Photo credit: @Couturenotebook

“Our job is to give intellectual and creative food to the couturier. Though the archives are a source of inspiration, we always create a new sample for the designer,” Barrère says, explaining that a designer will usually come to the atelier with an idea or a general theme, which then needs to be “translated and refined.”

“For example this year with Raf Simmons for Dior it was ‘taking back the Dior Code of the 1950s,” so we look into the 1950s archives, but he also wanted ‘saturated colors and a great purity and simplicity.‘ So we tried to minimalize certain thing and recolored them. With Mr. Lagerfeld, it was ‘pink with the spirit of new vintage.’ These were two different visions of vintage, which was very interesting. At Dior, Ralf Simons went back in time to look at the code, simplify them to bring them to date. Whether Karl’s new vintage was completely the opposite. He knows perfectly the code and with him vintage is already out of fashion in 6 months, so he creates the vintage of tomorrow. Of course, the designers don’t tell us that, but that’s what you have to breath in and deduct,” he says.

Being a designer himself probably helps Barrère grasps these ideas better.

Photo credit: @Couturenotebook

Photo credit: @Couturenotebook

Having study design at the Ecole de la Chambre Syndicale de la Couture, Barrère showed early on an affinity for “decoration more than design per se.”

“I could have joined a couture house as an unpaid intern, but I needed to reimburse my student loan and the embroiderer Maison Vermont was looking for someone to design fabric,” he recalls. He joined its atelier in xxx and soon was working for couturiers like Hubert de Givenchy, Yves Saint Laurent and Marc Bohan at Dior. “It was a fantastic door to enter in the inner circle of couture because I got the opportunity to meet early on all these great couturiers, which at the time were using embroideries much more than today” he says.

After a two year sting with Vermont, Barrère had a diverse career working along Thierry Mugler, Daniel Swarovski and then costume designer Vicaire, where he developed a detailed knowledge of historic clothing and embroidery and started a love affair with the corset.

“Corsetry has been the foundation of women’s clothing over the ages. But for me a corset is about liberty. Today it’s not a carcan imposed, but a choice a woman makes. Many couture dresses have actually a loose corset foundation inside to keep it all in and create a curvy silthouette,” he explains

In 1995, Barrère launched his own collection of corset, which quickly won him some plaudits as he received the following year the Grand Prix de la Mode de la Ville de Paris. Soon he was designing corsets for Alexandre McQueen and John Galliano at Dior. Ever a multi-tasker,

Barrère also joined Maison Hurel, another famed Parisian embroidery house, as its creative director, staying there for 14 years, and although the corset remains his favorite garment and the basis of his work, he does not want to limit himself to corsets alone and has since 2001 presented his own collection of clothes which allow him to express his artistry in corsetry while exploring new horizons with designs in tulle and muslin held in place solely by bones.
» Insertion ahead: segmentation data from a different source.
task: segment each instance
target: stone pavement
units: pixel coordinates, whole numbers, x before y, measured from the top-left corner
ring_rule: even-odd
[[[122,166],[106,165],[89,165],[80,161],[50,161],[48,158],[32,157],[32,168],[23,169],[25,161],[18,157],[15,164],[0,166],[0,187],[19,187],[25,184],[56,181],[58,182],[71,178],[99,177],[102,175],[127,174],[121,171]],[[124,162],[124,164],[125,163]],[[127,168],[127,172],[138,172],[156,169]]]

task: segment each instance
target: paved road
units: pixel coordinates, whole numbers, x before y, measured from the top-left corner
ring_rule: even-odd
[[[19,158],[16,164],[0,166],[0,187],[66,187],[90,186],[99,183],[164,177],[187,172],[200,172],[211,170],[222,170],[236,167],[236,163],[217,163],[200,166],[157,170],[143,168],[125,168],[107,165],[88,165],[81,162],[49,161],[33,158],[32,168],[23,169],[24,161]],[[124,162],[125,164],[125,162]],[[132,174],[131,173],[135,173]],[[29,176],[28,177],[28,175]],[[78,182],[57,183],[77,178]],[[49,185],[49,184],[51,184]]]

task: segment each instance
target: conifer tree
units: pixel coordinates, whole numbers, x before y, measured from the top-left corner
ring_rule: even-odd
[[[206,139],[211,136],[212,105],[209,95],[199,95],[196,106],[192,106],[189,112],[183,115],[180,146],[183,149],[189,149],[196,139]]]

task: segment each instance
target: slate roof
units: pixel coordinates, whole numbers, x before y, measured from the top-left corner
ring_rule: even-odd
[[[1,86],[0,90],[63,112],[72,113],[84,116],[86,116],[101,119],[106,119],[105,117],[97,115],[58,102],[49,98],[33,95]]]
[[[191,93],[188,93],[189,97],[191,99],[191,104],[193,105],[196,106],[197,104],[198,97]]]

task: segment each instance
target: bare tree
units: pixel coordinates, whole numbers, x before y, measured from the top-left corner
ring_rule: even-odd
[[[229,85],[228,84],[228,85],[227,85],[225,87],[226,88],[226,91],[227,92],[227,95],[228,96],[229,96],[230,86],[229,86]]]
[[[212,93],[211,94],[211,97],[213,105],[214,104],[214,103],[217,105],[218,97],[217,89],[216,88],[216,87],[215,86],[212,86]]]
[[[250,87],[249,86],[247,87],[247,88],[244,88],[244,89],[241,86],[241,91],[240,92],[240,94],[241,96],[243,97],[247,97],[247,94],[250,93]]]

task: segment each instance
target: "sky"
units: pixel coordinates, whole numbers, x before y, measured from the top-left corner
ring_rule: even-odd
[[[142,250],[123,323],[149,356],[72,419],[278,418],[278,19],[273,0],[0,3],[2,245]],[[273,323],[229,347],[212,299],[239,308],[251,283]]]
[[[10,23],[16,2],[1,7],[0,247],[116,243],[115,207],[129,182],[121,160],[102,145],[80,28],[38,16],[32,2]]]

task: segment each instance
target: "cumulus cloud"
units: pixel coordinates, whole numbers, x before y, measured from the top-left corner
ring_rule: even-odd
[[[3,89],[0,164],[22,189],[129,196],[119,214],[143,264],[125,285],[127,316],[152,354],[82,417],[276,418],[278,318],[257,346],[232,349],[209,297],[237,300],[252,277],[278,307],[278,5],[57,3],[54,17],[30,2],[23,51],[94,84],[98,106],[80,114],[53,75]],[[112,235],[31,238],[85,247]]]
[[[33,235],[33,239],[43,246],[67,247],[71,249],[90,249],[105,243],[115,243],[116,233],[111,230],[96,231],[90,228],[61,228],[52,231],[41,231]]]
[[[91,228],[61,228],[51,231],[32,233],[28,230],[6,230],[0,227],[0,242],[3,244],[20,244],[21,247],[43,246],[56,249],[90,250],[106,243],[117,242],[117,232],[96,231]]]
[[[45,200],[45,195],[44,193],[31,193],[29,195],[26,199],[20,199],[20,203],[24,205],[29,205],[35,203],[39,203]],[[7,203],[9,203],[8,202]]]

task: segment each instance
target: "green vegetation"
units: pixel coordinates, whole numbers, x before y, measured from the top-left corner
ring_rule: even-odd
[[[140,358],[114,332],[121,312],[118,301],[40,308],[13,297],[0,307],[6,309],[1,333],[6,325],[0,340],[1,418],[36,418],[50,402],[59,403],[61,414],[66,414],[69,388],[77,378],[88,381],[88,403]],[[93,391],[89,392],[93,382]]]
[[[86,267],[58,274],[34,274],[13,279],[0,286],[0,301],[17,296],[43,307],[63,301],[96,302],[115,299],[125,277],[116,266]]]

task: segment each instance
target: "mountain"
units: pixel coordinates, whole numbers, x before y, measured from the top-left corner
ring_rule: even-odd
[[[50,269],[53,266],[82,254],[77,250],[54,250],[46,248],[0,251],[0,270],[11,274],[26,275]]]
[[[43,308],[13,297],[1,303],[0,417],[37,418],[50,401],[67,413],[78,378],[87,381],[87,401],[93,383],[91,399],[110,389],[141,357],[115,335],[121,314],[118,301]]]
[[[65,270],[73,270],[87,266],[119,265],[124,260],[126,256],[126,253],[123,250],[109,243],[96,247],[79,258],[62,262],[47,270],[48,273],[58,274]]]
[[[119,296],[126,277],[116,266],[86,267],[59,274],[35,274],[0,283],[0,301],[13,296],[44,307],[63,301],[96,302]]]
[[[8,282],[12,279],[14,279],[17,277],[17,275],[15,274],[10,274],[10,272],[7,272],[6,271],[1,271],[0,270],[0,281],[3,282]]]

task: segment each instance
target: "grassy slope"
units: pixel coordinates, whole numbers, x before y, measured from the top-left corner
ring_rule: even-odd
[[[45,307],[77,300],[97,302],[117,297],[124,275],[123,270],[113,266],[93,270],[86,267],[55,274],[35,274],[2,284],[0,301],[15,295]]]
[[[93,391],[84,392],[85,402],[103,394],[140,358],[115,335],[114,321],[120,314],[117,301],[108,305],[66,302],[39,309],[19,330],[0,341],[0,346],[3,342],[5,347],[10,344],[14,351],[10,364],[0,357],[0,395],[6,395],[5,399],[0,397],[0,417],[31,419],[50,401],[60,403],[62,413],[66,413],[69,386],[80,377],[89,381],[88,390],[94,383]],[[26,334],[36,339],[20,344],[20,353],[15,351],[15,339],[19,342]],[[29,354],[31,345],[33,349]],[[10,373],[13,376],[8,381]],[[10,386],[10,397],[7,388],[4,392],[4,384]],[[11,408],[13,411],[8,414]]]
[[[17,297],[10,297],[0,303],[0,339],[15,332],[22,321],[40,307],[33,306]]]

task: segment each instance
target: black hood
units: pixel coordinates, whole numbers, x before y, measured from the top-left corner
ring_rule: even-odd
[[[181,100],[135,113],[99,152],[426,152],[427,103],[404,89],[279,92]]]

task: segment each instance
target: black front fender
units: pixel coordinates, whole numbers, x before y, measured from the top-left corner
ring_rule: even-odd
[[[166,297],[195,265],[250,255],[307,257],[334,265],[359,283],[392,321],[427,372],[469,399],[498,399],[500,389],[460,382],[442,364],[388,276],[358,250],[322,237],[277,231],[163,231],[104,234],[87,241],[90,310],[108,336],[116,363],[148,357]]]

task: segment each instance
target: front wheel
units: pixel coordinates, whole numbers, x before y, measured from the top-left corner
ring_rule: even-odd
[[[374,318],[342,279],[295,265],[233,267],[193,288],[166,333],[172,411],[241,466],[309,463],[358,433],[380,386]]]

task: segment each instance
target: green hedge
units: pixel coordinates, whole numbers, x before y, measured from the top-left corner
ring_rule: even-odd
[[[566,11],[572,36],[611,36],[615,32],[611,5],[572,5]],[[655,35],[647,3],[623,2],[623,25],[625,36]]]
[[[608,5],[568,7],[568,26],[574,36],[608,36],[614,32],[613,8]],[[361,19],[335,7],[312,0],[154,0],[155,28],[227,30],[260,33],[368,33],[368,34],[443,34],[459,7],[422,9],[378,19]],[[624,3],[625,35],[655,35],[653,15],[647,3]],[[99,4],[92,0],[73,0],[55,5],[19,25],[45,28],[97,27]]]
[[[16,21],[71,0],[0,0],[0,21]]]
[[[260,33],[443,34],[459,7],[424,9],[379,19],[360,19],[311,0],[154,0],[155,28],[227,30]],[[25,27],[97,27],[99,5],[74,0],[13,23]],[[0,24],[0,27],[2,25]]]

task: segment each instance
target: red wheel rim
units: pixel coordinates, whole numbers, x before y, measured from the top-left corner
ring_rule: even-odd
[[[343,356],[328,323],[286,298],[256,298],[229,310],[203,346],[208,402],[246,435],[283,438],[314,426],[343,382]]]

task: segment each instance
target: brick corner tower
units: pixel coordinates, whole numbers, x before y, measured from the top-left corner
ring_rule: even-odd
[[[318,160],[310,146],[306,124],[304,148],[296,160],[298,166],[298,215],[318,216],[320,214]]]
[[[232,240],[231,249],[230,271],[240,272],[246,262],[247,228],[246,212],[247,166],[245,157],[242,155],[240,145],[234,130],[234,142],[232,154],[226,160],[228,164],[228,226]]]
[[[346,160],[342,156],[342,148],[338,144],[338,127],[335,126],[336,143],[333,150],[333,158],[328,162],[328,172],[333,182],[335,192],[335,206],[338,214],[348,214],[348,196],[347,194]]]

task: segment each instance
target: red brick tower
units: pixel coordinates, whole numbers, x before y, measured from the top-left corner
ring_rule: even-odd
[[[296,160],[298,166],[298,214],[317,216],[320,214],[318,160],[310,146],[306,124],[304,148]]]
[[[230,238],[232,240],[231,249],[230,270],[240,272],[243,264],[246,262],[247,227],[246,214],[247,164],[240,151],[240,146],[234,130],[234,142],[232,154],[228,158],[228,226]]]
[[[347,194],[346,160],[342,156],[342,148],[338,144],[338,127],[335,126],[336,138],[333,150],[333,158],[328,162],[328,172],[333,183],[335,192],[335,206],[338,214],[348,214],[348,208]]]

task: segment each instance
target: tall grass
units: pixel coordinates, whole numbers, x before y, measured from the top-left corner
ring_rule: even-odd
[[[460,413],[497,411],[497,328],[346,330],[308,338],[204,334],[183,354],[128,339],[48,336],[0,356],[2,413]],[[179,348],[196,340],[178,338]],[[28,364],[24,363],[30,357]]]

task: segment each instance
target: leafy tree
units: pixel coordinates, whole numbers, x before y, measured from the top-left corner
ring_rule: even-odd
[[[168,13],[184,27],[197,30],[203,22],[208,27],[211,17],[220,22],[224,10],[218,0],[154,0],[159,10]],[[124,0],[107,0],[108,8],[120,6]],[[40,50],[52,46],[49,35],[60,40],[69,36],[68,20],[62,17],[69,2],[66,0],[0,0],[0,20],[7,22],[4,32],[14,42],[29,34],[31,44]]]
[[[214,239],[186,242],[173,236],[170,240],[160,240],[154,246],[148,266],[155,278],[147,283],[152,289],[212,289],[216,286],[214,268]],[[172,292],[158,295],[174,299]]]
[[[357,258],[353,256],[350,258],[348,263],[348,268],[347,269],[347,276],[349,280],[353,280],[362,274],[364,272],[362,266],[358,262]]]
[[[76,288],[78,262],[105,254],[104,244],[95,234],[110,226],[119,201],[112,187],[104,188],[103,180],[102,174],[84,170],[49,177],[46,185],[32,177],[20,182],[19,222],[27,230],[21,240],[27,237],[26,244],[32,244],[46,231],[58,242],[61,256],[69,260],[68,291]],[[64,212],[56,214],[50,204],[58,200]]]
Barrère is the first to admit he’s no artisan.  “I know how to draw and I think I have some idea of what good taste is, but I can’t sew and I can’t embroider, I’m not an artisan or technician. When I draw I don’t think about embroidery technique. On the contrary, you need to go beyond the technique, though of course I know what can be done. But you must forget it in order to free your creative spirit,” he explains

For now, Barrère is concentrating on the new challenge of Lesage and has put aside his own presentations. “But it’s going to continue,” he muses.